In association analysis, the objective is to understand and determine the relationship among variables. For example, by using market basket analysis, if a father of a child purchase a diaper, there is a 0.40 probability that he will purchase beer.
Association analysis is to understand the co-occurencer among items. For example, which item is the antecedent and which item is the consequent. For instance, the antecedent is the input while the consequent is the output (result). And to understand what is the support and rule support of the analysis. The former refers to % of transactions that contains X= P(X), which is the antecedent support. The latter refers to % of times X and Y appear together, P(X and Y), which is the antcedent and consequent. Last but not least, the confidence of the result. The confidence is the likelihood that Y appears when X occurs, P(X and Y) / P(X).
Nevertheless, association analysis are exploratory in nature, with a view to better understand groupings and patterns in the data set.
Clustering analysis is a type of exploratory techniques that discover natural grouping in data. In clustering analysis, we group homogeneous objects into similar cluster and heterogeneous objects into different cluster.
For example, by deploying K-means in SPSS Modeler, we determine the number of clusters by:
1) Assigning objects to its closest centroid
2) Update the centroid of each cluster with every iteration
3) Continue until the stopping criterion is fulfilled
One of the example of cluster analysis is to determine the area/zone in Singapore that has a high rate of dengue fever. Area with high value will be classified as red zone while area with low value will be classified as green zone.
Referring to beloww for the clustering analysis of a cafe:
Predictive analysis is to use current or historical data to build models that predict the future values or states of certain variables. There are two kind of predicitve models:
1) Predictor (Estimator): Predicts a numeric or metric target
2) Classifier: Predicts a class or categorical (non-metric) target
The types of predictor models include:
1) Regression (Simple Linear Regression / Multiple Linear Regression)
2) Decision Tree (CHAID, CART, C5.0, and QUEST)
3) Artificial Neural Network (ANN)
Referring to the diagram above for the decision tree built by the CHAID model.
The first split of the model includes three splits which are Customer Tier A (Node 1), Customer Tier B (Node 2), and Customer Tier (Node 3). Tier A has a size value of 25.47% with a predicted value of 9.996 while Tier B has a size value of 29.593% with a predicted value of 8.854. On the other hand, Tier C has a size value of 44.936% with a predicted value of 8.159. From the preliminary analysis, it can be concluded that the customers in Tier A are more likely the targeted customers to achieve the predicted goal of the revenue. However, they have the smallest base of the customer as compared to the other tiers.

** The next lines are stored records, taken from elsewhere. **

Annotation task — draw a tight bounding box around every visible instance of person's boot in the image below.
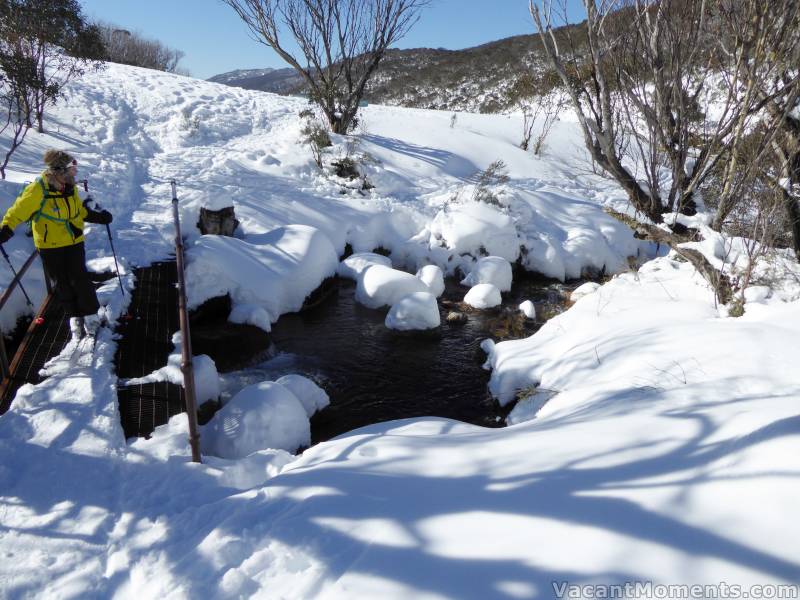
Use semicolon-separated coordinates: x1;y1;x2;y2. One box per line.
83;315;100;337
69;317;83;342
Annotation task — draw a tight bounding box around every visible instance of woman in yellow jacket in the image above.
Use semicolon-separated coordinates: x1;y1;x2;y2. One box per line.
0;150;112;339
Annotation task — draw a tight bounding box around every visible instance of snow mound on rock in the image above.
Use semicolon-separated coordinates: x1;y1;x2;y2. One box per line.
417;265;444;298
461;256;512;292
464;283;503;308
356;265;430;308
186;225;339;326
569;281;600;302
519;300;536;319
336;252;392;280
200;381;311;458
276;373;331;418
385;292;441;331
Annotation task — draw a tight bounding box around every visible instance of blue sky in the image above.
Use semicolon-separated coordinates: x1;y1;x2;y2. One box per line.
80;0;580;79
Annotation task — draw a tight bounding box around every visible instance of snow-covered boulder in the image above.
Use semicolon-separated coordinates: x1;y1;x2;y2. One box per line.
275;373;331;417
464;283;503;308
461;256;512;292
356;265;430;308
200;381;311;458
385;292;441;331
519;300;536;319
569;281;600;302
417;265;444;298
336;252;392;280
186;225;339;324
429;202;520;262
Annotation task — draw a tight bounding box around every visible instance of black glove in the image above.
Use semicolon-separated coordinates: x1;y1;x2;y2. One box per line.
84;209;114;225
0;225;14;244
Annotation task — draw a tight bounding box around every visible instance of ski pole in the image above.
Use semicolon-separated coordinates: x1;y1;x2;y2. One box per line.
0;244;33;306
81;179;125;296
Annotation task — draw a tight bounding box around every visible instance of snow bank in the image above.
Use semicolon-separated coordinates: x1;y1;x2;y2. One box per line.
385;292;441;331
461;256;512;292
356;265;430;308
464;283;503;308
519;300;536;319
569;281;600;302
417;265;444;298
186;225;339;326
336;252;392;280
428;202;520;262
200;381;311;458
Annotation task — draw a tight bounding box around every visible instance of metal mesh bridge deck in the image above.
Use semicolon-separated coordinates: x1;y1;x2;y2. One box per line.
0;261;185;437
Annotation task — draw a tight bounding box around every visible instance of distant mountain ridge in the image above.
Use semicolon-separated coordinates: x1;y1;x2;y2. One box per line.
209;30;568;113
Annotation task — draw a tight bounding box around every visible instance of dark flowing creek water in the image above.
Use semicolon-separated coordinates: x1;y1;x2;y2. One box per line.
220;274;582;444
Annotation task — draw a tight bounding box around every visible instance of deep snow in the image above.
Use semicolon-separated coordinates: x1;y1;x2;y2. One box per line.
0;65;800;599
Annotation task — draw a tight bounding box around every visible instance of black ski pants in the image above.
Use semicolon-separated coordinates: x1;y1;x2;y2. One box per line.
39;242;100;317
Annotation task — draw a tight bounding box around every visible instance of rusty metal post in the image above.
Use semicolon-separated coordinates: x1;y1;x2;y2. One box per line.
171;181;203;463
0;331;11;379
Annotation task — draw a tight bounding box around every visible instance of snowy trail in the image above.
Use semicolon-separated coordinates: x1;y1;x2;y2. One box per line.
0;65;800;600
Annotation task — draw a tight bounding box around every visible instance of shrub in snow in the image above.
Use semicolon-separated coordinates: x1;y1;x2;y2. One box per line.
300;109;332;169
385;292;441;331
336;252;392;280
417;265;444;298
464;283;503;308
569;281;600;302
275;374;331;418
519;300;536;319
472;160;508;206
461;256;512;292
200;381;311;458
356;265;430;308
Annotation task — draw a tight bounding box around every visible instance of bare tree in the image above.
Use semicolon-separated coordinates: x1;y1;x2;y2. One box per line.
223;0;430;133
98;23;184;73
509;71;567;156
0;0;103;133
0;47;36;179
530;0;798;229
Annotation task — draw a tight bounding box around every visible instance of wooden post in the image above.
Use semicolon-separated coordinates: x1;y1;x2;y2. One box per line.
171;181;203;463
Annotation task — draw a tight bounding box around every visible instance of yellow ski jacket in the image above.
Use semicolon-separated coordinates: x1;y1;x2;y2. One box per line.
0;173;89;248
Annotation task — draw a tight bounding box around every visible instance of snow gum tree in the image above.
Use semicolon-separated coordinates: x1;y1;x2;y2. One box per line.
0;0;103;133
530;0;800;234
223;0;430;134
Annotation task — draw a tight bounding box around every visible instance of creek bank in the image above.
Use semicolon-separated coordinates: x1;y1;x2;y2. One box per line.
220;272;582;444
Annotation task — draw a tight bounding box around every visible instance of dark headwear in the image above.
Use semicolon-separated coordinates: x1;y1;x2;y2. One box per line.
44;150;75;175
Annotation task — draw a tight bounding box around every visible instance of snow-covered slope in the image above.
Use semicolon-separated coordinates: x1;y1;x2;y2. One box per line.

For example, under the Node 7 (Actual Revenue >9.988), it has a predicted value of 10.683. Its child node (Node 35) that require a follow-up call has a predicted value of 11.097. Despite being the smallest size value among the same level of nodes, however, it is likely to convince the customer to purchase the products and achieve the predicted goal. Moreover, it can be noticed that Node 34 with a predicted value of 10.744 is likely to achieve the predicted goal when there is a follow-up call.